Si chiudono proprio oggi i termini per il deposito delle candidature alla direzione dell’Istituto storico Italo-Germanico della Fondazione Bruno Kessler, guidata in questi anni da Paolo Pombeni. Questi mesi di interregno, anche se un poco più lunghi di quanto preventivato inizialmente, hanno rappresentato per tutti noi un momento importante per una riflessione su cosa sia (o debba essere) oggi l’Istituto, su cosa ancora il binomio Italo-Germanico possa significare per questo territorio e, più in generale, su quale sia il contributo che una comunità chiede oggi agli studi storici.
Potrebbero sembrare domande generiche, ma non lo sono. E per accorgersene basta pensare alla storia recente e remota di quello che per noi è quasi un’istituzione, oltre che un Istituto. Sono domande importanti e necessarie, perché senza una seria riflessione sull’uso e sull’utilità della disciplina storica, quella scienza – così come i centri in cui viene studiata e impartita – rischierebbero d’essere relegati nella produzione d’intrattenimento colto. Il punto, a mio avviso, è che oggi tendiamo a non credere più che il presente, se non addirittura il futuro, sia figlio del nostro passato. Così come facciamo fatica ad accettare il vecchio detto tedesco per cui la politica è figlia della storia e la storia è figlia della geografia. L’esperienza generalizzata del progresso tecnologico sembra infatti aver messo in crisi la consapevolezza della continuità del passato? Allo stesso modo la politica sembra aver perso coscienza del suo rapporto con quanto il passato ha sedimentato, così come la globalizzazione delle comunicazioni e la facilità degli spostamenti hanno modificato il ruolo della geografia. Per uscire da questa spirale, e dunque anche per comprendere perché sia importante un Istituto che ha nel suo nome sia l’obiettivo di fare storia che due precise connotazioni geografiche, credo sia necessario rispondere a una domanda: quale obiettivo si pone oggi il lavoro dello storico? Non certo la semplice ricostruzione corretta del passato “come è veramente stato” (che non è mai possibile), e nemmeno l’affascinante ma vaga illusione di ricavare sempre “lezioni da imparare”.

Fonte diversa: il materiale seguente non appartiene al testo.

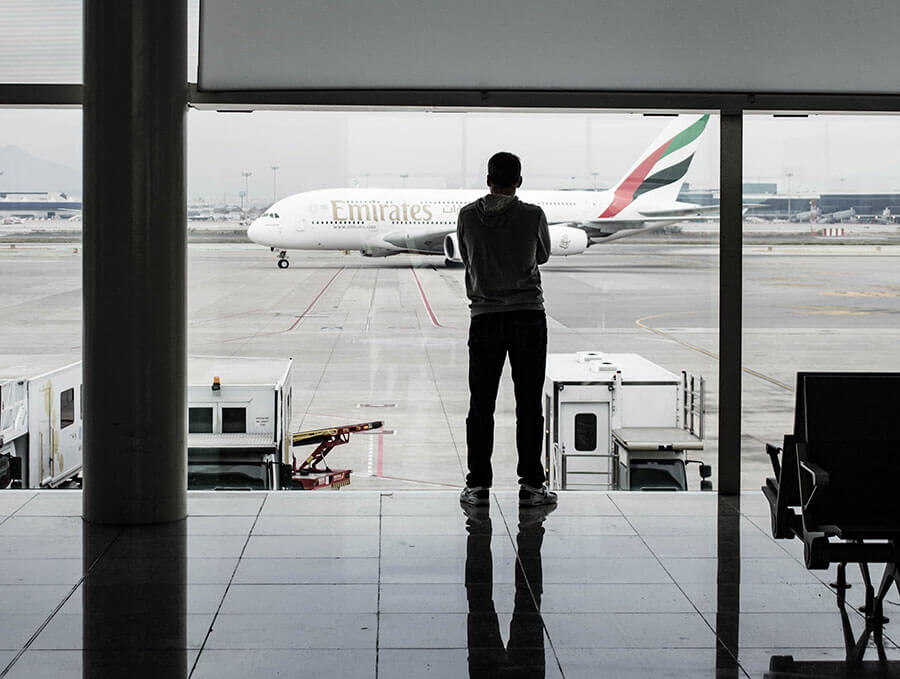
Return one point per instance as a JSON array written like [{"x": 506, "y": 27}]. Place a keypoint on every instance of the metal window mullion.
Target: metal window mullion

Piuttosto, io credo, dire qualcosa sulla sfera pubblica, su quell’ambito in cui gli uomini si raccolgono per diventare “una comunità di destini”. Un compito importante oggi, in una realtà nella quale le comunità di destini sono molte e varie, e all’interno di aree politiche e geografiche circoscritte convivono fedi diverse, diverse abitudini, diverse tradizioni, diverse lingue, ciascuna delle quali, per chi le condivide, ha le caratteristiche per condurre i relativi membri a mettere in comune – appunto – la prospettiva del loro destino. In questo senso, il compito al quale la storiografia dovrebbe forse essere chiamata è la ricostruzione e l’interpretazione di queste dinamiche, offrendo un metodo per imparare a mettere in relazione le trasformazioni di fenomeni con le cause che li determinano, e creando strumenti di comprensione.
Di nuovo, si potrebbe pensare a questo come a un vago proposito, o come a un compito indefinito. Ma è invece qualcosa di molto concreto. Per stare a tempi recenti, lo dimostra ad esempio il dibattito sviluppatosi attorno a due iniziative che l’ISIG ha promosso. “Dialogo vince violenza. La questione del Trentino-Alto Adige/Südtirol nel contesto internazionale” e “L’età costituente. Italia 1946” non sono stati solo convegni per addetti ai lavori, e neppure due semplici punti d’affaccio sul passato. Piuttosto, due occasioni per una riflessione larga di un territorio che, a partire dal proprio percorso storico, ha orientato i suoi frutti al futuro, in una stagione nella quale le due Province – attraverso i lavori della Consulta per la riforma dello Statuto e della Convenzione sull’Autonomia – sono chiamate a ripensare i propri assetti. Di fatto, un contributo reale alla formazione di idee e strumenti con cui si scriveranno il futuro di due “comunità di destini”, che esistono e in cui noi agiamo, non da spettatori esterni, ma da membri coinvolti.